Can a biological neuron can be replaced by a functionally equivalent artificial component?
- Jun 4
- 2 min read
This article is in response to Hinton's (troubling for me) interview re consciousness. See timestamp 6:18 onward.
My position is closer to what philosophers such as Maurice Merleau-Ponty, Hubert Dreyfus, and, in a different way, Martin Heidegger who argued: intelligence and consciousness are not detached computations but emerge from being embodied, situated, and engaged in a world.
Hinton assumes that consciousness is computation; I contend that consciousness is lived existence, and no one has shown that the latter can be reduced to the former.
Let me explain:
Hinton's thought experiment begins by assuming that a biological neuron can be replaced by a functionally equivalent artificial component. But that assumption already contains the conclusion.
We cannot currently replace even a single biological neuron with a technological substitute that captures its full nature. A neuron is not merely an input-output device. It is a living cell, embedded in a biochemical network, interacting through electrical signals, neurotransmitters, hormones, proteins, metabolic processes, and continuous adaptation. It is the product of billions of years of evolutionary refinement.
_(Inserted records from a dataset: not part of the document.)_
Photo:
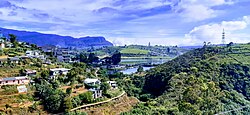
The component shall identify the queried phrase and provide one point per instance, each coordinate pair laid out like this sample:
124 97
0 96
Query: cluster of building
67 55
97 92
28 54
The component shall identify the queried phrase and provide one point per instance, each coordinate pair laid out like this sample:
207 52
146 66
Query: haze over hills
52 39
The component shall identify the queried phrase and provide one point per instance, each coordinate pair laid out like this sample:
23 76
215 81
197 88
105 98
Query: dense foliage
209 80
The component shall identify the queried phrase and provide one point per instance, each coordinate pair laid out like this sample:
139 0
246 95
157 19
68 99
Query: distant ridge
52 39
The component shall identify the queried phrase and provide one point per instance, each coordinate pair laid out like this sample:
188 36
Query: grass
134 51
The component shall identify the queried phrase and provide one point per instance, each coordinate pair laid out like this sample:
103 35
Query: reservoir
133 70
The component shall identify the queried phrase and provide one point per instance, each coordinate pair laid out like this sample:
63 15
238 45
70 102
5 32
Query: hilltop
208 80
41 39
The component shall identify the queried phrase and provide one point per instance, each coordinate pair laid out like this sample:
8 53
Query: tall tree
12 38
116 58
140 69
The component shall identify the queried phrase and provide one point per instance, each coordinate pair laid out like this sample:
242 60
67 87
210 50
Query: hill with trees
53 39
208 80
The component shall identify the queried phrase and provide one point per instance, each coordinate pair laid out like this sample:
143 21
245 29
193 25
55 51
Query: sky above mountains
163 22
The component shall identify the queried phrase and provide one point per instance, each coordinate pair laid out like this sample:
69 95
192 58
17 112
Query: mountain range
52 39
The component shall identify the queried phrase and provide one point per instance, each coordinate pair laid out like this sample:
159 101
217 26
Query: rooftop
14 78
89 80
59 69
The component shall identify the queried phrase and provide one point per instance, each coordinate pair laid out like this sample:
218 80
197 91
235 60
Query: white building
97 93
92 82
59 71
112 84
14 80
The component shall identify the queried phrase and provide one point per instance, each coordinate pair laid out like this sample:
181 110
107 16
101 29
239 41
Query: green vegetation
208 80
134 51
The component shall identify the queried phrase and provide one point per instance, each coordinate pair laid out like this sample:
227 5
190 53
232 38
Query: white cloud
213 32
198 10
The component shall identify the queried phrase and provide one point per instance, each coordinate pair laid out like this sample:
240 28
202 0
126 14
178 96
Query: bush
9 89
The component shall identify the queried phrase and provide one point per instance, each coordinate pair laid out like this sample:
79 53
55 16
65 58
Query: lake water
141 60
133 70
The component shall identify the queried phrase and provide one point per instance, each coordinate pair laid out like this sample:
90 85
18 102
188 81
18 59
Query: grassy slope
203 81
133 51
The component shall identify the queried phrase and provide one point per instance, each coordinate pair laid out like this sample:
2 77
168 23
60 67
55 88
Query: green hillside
133 51
205 81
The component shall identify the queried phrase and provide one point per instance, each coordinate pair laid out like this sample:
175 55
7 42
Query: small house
97 93
30 72
92 82
58 71
112 84
14 59
15 80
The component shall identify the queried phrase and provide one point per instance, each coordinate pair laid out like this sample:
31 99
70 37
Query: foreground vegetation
208 80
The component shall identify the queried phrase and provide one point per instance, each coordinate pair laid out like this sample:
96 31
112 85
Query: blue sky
162 22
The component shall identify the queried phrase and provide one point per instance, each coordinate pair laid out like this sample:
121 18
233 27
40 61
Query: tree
67 104
45 74
83 58
92 57
140 69
116 58
105 87
69 91
86 97
12 38
22 72
53 102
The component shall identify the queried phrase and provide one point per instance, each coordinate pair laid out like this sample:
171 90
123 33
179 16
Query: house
30 72
14 59
97 93
112 84
59 71
92 82
2 45
3 59
14 80
31 53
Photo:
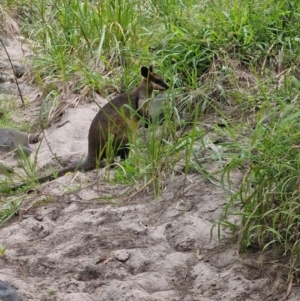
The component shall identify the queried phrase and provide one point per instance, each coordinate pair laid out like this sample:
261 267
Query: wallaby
113 124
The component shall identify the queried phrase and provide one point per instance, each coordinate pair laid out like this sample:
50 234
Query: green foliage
203 48
270 191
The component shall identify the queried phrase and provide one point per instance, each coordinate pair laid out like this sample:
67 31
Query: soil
116 242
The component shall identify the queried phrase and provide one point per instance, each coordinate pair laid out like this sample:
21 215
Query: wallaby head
150 81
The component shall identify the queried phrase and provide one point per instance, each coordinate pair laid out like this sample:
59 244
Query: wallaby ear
145 72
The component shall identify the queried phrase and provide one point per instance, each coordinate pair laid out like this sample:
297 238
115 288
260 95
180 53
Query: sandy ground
114 242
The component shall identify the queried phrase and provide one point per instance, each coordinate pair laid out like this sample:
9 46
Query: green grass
237 58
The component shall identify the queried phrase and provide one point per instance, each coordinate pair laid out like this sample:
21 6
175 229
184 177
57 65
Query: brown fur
119 118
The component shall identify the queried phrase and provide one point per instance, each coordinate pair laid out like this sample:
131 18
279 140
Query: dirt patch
80 246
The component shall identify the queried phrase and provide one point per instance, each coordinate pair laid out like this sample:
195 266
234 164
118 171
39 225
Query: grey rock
7 292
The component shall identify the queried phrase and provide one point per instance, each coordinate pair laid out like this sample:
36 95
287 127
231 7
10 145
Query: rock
7 292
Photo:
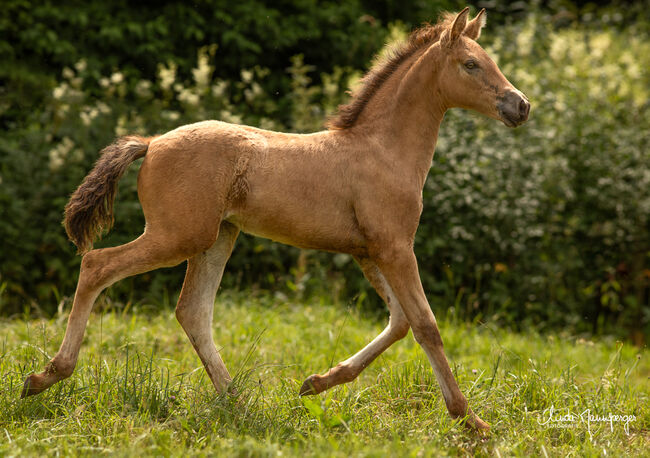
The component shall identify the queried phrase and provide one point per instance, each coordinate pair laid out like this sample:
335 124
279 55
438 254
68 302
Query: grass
139 389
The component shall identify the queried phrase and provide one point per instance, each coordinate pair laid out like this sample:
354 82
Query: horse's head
470 79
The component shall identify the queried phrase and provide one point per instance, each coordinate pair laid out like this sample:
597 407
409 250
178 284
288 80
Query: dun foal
355 188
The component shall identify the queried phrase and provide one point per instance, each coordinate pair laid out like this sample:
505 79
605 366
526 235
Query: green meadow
139 388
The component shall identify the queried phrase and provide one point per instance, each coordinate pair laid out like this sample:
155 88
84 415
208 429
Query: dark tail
90 210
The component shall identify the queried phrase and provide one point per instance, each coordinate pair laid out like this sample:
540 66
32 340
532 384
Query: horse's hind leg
397 329
99 269
196 303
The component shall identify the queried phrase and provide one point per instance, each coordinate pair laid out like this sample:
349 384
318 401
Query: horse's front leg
399 266
397 329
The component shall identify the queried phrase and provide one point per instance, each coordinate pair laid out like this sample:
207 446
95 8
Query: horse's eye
470 64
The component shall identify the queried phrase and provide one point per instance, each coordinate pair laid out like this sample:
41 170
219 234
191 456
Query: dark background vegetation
545 226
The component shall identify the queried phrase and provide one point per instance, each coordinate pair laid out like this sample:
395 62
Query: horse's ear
456 29
473 29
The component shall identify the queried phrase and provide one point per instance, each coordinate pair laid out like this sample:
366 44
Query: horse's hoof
476 424
31 386
308 387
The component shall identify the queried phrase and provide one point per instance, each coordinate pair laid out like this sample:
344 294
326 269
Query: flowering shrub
543 225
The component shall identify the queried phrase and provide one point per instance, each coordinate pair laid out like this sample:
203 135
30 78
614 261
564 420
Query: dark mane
426 35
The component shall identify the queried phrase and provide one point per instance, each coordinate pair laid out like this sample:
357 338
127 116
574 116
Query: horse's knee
427 333
399 328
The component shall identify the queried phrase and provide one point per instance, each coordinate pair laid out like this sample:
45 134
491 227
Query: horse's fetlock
60 369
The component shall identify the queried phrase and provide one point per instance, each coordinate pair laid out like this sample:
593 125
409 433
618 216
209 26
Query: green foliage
544 225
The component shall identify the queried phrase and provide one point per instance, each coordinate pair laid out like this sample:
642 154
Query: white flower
167 75
60 91
81 65
143 88
67 73
117 78
188 97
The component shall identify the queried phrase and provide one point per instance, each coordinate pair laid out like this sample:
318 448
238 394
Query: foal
355 188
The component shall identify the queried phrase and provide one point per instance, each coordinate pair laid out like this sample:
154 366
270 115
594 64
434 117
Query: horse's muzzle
513 108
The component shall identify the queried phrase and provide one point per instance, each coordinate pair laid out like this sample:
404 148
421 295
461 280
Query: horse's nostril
524 107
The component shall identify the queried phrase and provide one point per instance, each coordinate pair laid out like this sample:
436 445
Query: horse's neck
408 112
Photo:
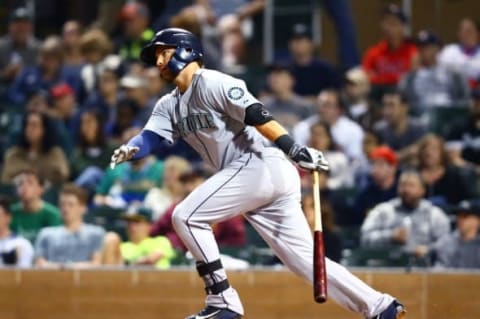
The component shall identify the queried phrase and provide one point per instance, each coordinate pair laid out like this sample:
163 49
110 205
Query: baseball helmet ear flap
183 55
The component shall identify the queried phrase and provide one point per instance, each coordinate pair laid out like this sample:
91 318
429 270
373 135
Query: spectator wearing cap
130 182
75 243
311 74
433 85
19 48
136 89
229 233
135 17
140 249
347 134
381 185
461 248
463 140
408 221
31 213
65 108
283 103
464 56
396 128
393 56
15 250
37 148
356 95
96 49
49 72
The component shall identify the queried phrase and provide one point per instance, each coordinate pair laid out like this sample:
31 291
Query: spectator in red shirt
393 56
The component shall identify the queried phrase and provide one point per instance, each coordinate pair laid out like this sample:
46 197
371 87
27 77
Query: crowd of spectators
401 132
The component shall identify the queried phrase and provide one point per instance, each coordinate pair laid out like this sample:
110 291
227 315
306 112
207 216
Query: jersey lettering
194 122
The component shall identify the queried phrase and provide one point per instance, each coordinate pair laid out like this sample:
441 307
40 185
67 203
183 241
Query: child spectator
32 213
140 249
92 152
36 149
393 56
445 183
73 244
15 250
408 221
461 248
433 85
159 199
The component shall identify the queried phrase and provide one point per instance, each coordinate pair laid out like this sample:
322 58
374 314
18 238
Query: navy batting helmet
188 48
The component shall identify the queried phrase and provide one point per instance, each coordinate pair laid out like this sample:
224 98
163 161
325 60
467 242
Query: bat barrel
319 269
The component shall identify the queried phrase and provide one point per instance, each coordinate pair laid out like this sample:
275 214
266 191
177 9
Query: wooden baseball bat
319 269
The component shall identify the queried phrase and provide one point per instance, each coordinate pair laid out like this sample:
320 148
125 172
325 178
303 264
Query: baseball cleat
215 313
394 311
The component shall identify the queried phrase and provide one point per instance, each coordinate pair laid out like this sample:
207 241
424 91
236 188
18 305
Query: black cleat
215 313
394 311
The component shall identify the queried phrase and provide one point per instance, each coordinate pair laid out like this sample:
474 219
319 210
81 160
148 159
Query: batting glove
308 158
122 154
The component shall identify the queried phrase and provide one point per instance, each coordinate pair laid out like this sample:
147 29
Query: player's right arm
157 129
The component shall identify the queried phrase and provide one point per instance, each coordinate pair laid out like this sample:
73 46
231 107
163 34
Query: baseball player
217 115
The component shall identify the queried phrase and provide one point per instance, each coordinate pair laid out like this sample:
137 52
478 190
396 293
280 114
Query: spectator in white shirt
464 57
347 134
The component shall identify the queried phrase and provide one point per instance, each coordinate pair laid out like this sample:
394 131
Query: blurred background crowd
399 123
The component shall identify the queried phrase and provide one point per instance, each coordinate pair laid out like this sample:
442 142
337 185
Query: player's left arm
309 158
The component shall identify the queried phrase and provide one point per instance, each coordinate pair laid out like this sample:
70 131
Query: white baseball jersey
256 181
210 117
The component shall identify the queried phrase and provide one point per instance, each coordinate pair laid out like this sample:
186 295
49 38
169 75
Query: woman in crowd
446 184
37 149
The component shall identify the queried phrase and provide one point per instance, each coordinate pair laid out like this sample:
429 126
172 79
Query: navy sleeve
147 142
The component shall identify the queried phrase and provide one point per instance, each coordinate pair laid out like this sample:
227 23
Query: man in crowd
14 250
347 134
461 248
287 107
382 184
408 221
397 129
32 213
140 249
311 74
433 85
394 55
75 243
18 48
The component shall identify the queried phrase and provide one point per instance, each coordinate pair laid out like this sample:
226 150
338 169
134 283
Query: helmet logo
235 93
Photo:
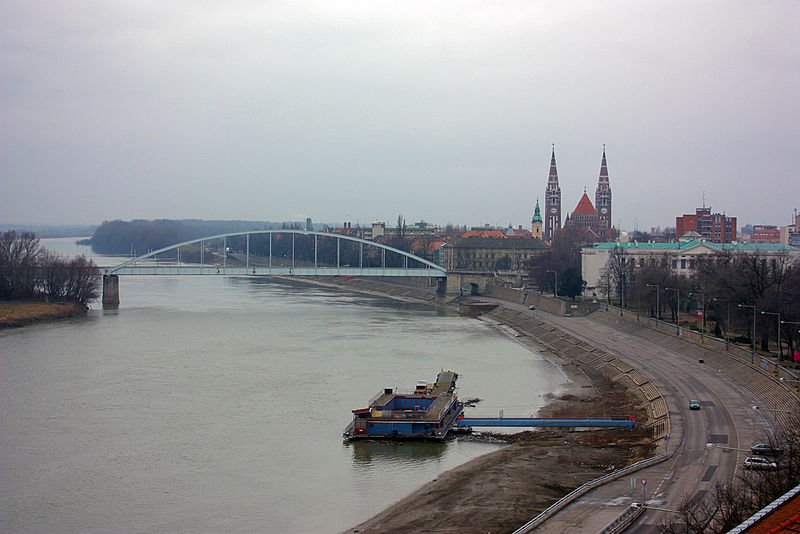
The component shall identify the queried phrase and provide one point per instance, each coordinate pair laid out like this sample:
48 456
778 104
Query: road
726 418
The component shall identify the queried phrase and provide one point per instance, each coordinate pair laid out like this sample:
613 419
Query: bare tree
618 274
19 258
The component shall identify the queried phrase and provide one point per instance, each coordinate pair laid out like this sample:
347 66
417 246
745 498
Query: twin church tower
593 220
The human brain is not a computer running software. It is a living organ, inseparable from the body that sustains it. Its activity is influenced by the immune system, endocrine system, sensory experience, emotional states, physical needs, and developmental history. To treat a neuron as simply a signal-processing unit risks abstracting away precisely those features that may be essential to consciousness. More importantly, consciousness may not arise solely from computation. Human beings are embodied creatures existing in a real external world. We occupy space, experience the passage of time, are vulnerable. We age, suffer and know that we will die.
Mortality is not a trivial feature of human existence; it shapes meaning, purpose, urgency, love, fear, ambition, and regret.
Our consciousness is inseparable from the fact that our time is limited. A language model, however sophisticated, does not confront existence in this way. It has no body to preserve, no future to anticipate, no mortality to fear, and no stake in the outcomes of its own actions.
The claim that AI is conscious therefore rests on a profound assumption: that subjective experience can be reduced entirely to information processing.
But this has never been demonstrated. It remains entirely possible that consciousness depends on biological, embodied, and evolutionary realities that cannot simply be compressed into a computational architecture.
Until we understand why consciousness exists at all, it is premature to conclude that a machine manipulating symbols and probabilities has crossed the threshold into genuine awareness.
Dr Dorel Iosif chairs the boards of Cognisium Pty Ltd and the Carbon Management Society Ltd.